Guide: Lithium batteries will fail with a certain probability during use or storage, including capacity attenuation (diving), short cycle life, increased internal resistance, abnormal voltage, lithium precipitation, gas production, liquid leakage, short circuit, deformation, heat Out of control, etc., seriously reduce the performance, consistency, reliability and safety of lithium batteries. Accurately diagnosing lithium battery failure and exploring its failure mechanism is the main task of lithium battery failure analysis, and it also has far-reaching significance for lithium battery performance improvement and technological development.
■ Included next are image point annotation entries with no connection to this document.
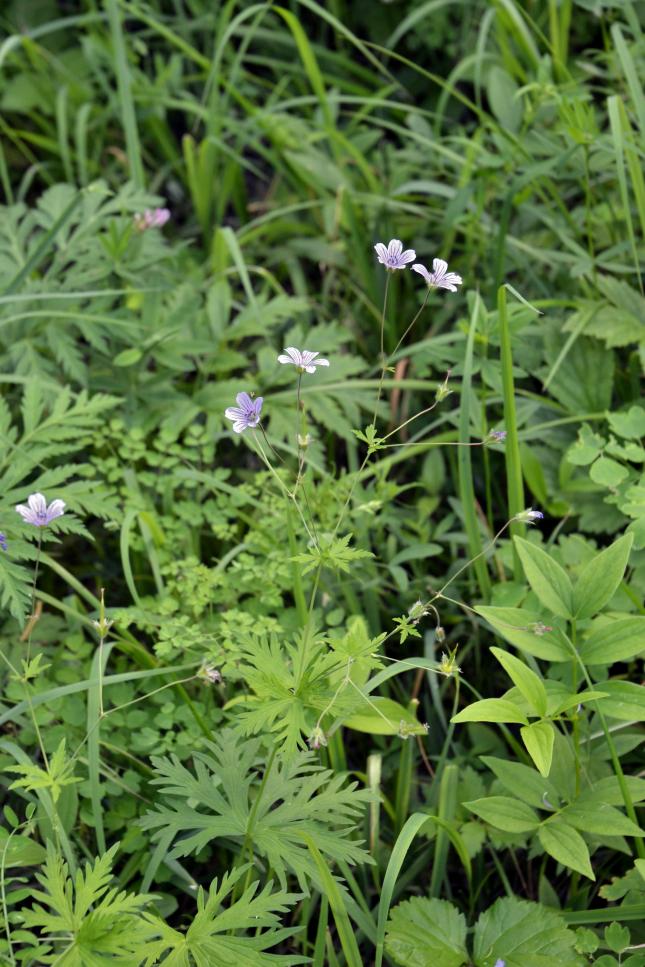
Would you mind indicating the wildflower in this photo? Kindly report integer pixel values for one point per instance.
(103, 625)
(447, 665)
(317, 738)
(211, 674)
(246, 414)
(529, 515)
(393, 257)
(156, 218)
(439, 278)
(304, 360)
(442, 390)
(38, 513)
Introduction to Failure Analysis of Lithium Batteries
The national standard GB3187-82 defines: “Failure (failure) – the product loses its specified function. For repairable products, it is usually called a failure.” The failure of lithium batteries refers to the deterioration of battery performance due to some specific essential reasons. Or use performance exceptions. The failures of lithium batteries are mainly divided into two categories: one is performance failure, and the other is safety failure, as shown in Figure 1. Performance failure refers to that the performance of lithium batteries does not meet the requirements and related indicators, mainly including capacity attenuation or diving, short cycle life, poor rate performance, poor consistency, easy self-discharge, high and low temperature performance degradation, etc.; safety failure refers to The main problem is that due to improper use or abuse of lithium batteries, failures with certain safety risks occur, mainly including thermal runaway, flatulence, liquid leakage, lithium precipitation, short circuit, expansion deformation, etc.
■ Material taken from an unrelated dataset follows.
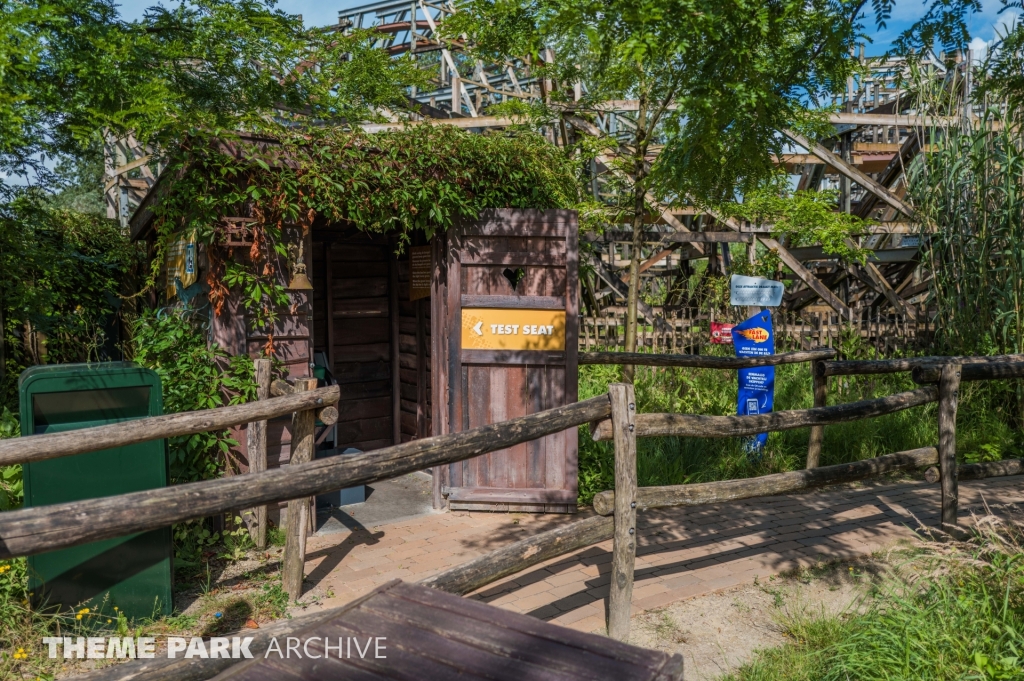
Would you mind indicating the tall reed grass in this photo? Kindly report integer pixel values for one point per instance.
(952, 610)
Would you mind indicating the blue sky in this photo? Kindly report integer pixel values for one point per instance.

Classification of common lithium battery failures
The birth of failure analysis is accompanied by failure phenomena, and its purpose is to determine and prevent its occurrence. Failure analysis is a technical and management activity for judging product failure modes, analyzing failure causes, and predicting or preventing failure phenomena. People have put forward higher requirements for the performance indicators of lithium batteries, especially in terms of volume/mass energy density, power density, cycle life, cost, safety performance, etc. For example, energy-based lithium batteries are mentioned in “Made in China 2025” The specific energy of the battery is greater than 300 W·h/kg, and the specific power of the power lithium battery is greater than 4000 W/kg. Figure shows the development roadmap of lithium-ion battery energy density from 1990 to 2025. In order to meet the needs of the market, improve the performance and safety of batteries, and shorten the development cycle of new systems, it is necessary to carry out failure analysis of lithium batteries.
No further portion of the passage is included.